Primeiramente, é interessante começarmos pelo RTT - Regime
Tributário de Transição. Com o advento da lei 11.638/07, o Brasil, em boa hora,
aderiu a modelo de escrituração contábil inovador, fundado na experiência
internacional e, também, voltado aos interesses dos agentes econômicos, e não
somente do Fisco.
Sem embargo, como as mudanças eram muitas e, em alguns
aspectos, severas, entendeu por bem o Executivo manter, para objetivos fiscais
unicamente, o regramento contábil pretérito, o que ocorreu com a Medida
Provisória 449/08, posteriormente convertida na lei 11.941/09.

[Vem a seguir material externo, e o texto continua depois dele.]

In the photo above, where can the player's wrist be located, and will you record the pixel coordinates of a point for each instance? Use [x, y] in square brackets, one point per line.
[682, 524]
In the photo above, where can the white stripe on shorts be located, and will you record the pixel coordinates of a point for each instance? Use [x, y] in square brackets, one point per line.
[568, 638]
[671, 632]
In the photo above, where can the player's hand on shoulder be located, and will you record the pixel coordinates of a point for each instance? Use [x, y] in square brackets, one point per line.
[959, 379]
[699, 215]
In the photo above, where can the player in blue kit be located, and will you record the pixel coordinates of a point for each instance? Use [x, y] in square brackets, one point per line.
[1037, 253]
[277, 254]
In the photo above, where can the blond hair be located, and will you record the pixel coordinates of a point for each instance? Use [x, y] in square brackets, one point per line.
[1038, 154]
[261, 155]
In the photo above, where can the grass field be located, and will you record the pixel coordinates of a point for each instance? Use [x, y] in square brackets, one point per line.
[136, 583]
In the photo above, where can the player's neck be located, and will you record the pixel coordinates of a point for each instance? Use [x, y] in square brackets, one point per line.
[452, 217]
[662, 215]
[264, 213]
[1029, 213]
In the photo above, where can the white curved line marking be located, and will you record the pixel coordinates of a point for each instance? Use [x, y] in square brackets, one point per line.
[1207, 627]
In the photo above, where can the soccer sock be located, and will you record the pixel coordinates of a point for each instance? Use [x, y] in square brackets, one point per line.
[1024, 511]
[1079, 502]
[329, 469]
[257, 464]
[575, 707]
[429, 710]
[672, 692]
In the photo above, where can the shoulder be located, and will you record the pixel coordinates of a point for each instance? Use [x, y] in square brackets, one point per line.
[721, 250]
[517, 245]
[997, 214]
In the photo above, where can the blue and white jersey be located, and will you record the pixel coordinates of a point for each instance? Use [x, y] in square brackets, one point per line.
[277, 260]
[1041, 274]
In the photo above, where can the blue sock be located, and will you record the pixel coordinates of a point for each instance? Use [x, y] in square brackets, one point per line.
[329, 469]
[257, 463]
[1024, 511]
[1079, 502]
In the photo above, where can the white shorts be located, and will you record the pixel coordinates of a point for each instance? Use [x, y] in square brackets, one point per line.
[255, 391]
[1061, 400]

Ou seja, sob o argumento de uma pretensa "neutralidade
fiscal", conseguimos gerar um ornitorrinco contábil, com a adoção de modelo
de escrituração moderno, mas, em conjunto, preservando as premissas do passado
para atender aspectos tributários. O RTT, em suma, designa esse regime contábil
fiscal moribundo, que perdura até os dias de hoje, obrigando as empresas a
manter registros contábeis paralelos.
Dentre os reflexos dessa realidade normativa, um surge com
evidência: a quantificação do lucro variará de acordo com os objetivos. Para a
contabilidade de uma sociedade anônima, por exemplo, há a necessária adequação
aos novos parâmetros contábeis, gerando, quando da existência de resultado
positivo, o chamado "lucro societário" que valeria para todos os
fins, exceto a quantificação do IRPJ e CSLL.
Já para o fisco, o resultado apurado teria de passar por
ajustes, produzindo, na hipótese de saldo positivo, o chamado "lucro
fiscal". O lucro fiscal não designa o lucro real, base do IRPJ. A
modalidade fiscal, tão somente, retrata a descontinuação dos novos parâmetros
da contabilidade brasileira, retornando aos critérios do passado para, daí,
aplicar-se a legislação tributária com as adições, exclusões ou compensações
visando quantificar o lucro real, base para o IRPJ.
Nesse contexto, uma discussão relevante é a isenção prevista
no art. 10 da lei 9.249/95, o qual traz a dispensa de imposto de renda sobre
lucros e dividendos apurados. Mas de qual lucro se fala? Societário ou fiscal?
Essa é a questão posta.
Desde o advento do RTT, muitas empresas, ao interpretar que
o regime transitório seria unicamente relacionado à quantificação do IRPJ e
CSLL, entenderam que a distribuição isenta de lucros e dividendos a sócios e
acionistas seria quantificada pelo lucro societário, o qual, frequentemente, é
mais elevado.
Com a edição da Instrução Normativa RFB 1.397/13, a Receita
Federal deixa claro seu entendimento, no sentido da base-de-cálculo de tais
distribuições isentas ser, unicamente, o lucro fiscal (lucro societário recalculado
pela dinâmica contábil anterior antes das adições, exclusões e compensações do
lucro real).
O resultado inevitável dessa concepção é a clara insegurança
gerada no mercado, haja vista a potencial ação da Receita Federal exigindo,
retroativamente, os valores devidos pelas distribuições de lucros e dividendos
acima do lucro fiscal.
Pessoalmente, não acredito que a Receita Federal tenha
razão. É certo que a lei poderá alterar conceitos do direito privado para fins
tributários, desde que não limitadores de competência tributária, e, portanto,
nada impede que isso ocorra, por mais indesejável, anacrônico e ineficiente que
seja.
Por outro lado, a tributação, justamente para evitar tais
inseguranças e imposições indevidas, rege-se pela legalidade estrita, o que
impõe a obediência aos preceitos normativos existentes. Na isenção dada pela
lei 9.249/95, em momento algum há referência ao lucro fiscal. Sendo assim, o
interprete deve-se guiar pelo geral, e não pelo excepcional. Se o novo
parâmetro da contabilidade é o lucro societário, é esse que deve ser utilizado.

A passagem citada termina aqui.